When I met Liv, I finally understood why almost every song is about love.

Gillian Kilgour

There is no connection quite as perfect as between lesbians, no one sees me like my lesbians do.

Chyna Price

There’s many things I love about being a lesbian. But here are my top three:

  1. There’s just a deeper understanding when it comes to being loved by another woman.
  2. The next one would be the sense of community, especially being a POC masculine-presenting lesbian. I don’t feel like I’m cosplaying as someone else like I felt like I was doing before I came out.
  3. There’s so much history going back to the 1800s on how we found and fought for our love. That fight makes me proud because it shows me … that we’ve [found] ways to express our love even when it was misunderstood, illegal and deemed as madness.

Hope Pisoni

Before I knew I was a lesbian, romantic relationships seemed suffocating — it felt like everyone would expect me to act my part in the meticulous performance that is heterosexuality. But meeting my spouse and discovering our identities together showed me just how freeing it could be to love without a script to follow.

Leital Molad

It was the joy of watching the New York Sirens defeat the Toronto Sceptres at our first professional women’s hockey game — surrounded by hundreds (maybe thousands?) of cheering lesbians.

Angela Earl

I spent years building a life that looked right. But I never felt settled, and eventually I started asking what would actually make me happy. Coming out was about more than who I love, it was letting go of everything I was told to be. The last few years have felt like coming home to a life that had been waiting for me.

Tali Bray

What I love about being a lesbian is what I love about being in love … the wonder and joy of “oh, this is what it’s supposed to feel like.” I love moving through the world with women.

Izzy Stokes

I didn’t fall in love until I realized that queerness was an option. My queer friends have helped me see so much more than I grew up seeing. I’m so proud of us, and I’m so grateful for my lesbian community.

Nandika Chatterjee

When I met my fiancée is when I started to feel most like myself. That meant loving myself for who I am and embracing my identity as a lesbian. I felt free in a way I have never before. That’s the long and short of it.

Liz Lucking

The love and joy of being a lesbian is getting to live the life I dreamed of but never thought I would get to have!

Reflections

As I read these beautiful entries, it’s not lost on me that we’re still living in a world where lesbians are more likely to struggle with maternity problemsfetishization, and compulsory heterosexuality — not to mention the intersectional pressures of racism from both inside and outside the queer community. That’s part of why, according to a 2024 survey, 22 percent of LGBTQ women have attempted suicide, and 66 percent have sought treatment for trauma.

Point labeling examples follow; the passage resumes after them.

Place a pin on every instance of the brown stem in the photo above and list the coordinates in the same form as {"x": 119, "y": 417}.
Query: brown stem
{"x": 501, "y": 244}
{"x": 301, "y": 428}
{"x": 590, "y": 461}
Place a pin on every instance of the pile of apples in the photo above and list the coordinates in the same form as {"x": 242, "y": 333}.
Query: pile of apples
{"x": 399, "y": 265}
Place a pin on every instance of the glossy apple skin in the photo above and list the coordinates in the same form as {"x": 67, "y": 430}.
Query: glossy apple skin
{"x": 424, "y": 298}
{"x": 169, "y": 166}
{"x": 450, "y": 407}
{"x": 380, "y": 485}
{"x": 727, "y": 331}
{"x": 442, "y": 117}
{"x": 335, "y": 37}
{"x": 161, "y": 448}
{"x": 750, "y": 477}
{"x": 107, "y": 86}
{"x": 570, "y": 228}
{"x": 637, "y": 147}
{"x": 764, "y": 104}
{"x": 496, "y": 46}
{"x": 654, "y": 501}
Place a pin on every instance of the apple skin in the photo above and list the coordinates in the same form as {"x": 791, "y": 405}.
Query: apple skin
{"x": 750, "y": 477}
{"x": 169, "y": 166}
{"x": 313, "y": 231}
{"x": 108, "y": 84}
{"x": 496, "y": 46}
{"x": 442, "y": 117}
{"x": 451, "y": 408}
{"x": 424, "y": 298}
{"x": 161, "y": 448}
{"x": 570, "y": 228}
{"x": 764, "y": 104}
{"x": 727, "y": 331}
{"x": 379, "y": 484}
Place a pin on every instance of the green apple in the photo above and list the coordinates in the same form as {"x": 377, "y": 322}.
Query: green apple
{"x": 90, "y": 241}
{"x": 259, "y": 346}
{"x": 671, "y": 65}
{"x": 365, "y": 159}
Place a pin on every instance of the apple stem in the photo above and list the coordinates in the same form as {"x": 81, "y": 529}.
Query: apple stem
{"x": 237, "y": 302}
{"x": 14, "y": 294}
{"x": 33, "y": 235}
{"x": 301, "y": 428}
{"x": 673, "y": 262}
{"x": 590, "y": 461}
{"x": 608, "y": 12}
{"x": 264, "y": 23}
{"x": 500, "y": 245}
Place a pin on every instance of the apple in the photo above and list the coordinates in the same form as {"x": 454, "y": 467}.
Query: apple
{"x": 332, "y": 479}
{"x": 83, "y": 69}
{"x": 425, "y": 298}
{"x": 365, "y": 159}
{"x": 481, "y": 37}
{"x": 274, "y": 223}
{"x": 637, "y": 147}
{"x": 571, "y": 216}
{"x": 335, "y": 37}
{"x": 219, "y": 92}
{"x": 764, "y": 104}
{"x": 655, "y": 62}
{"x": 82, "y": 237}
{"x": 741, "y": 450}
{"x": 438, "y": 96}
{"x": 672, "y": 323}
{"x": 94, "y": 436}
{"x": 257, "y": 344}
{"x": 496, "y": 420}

So if you are a lesbian who isn’t out or doesn’t feel safe, I hope you read this and can glean some hope from these messages. So when you look in the mirror, you know that it’s okay to release the weight — which can feel so heavy — of a heteronormative world.

We still have a long fight until all lesbians can feel safe to be themselves, but this is a community that does not back away from the tough, from the joy, from being loud and from all the other things that it takes to start a small revolution.

Hell yeah, lesbians! Here’s to you.

*I am signing off with my cat on my lap and a pride flag over my head <3.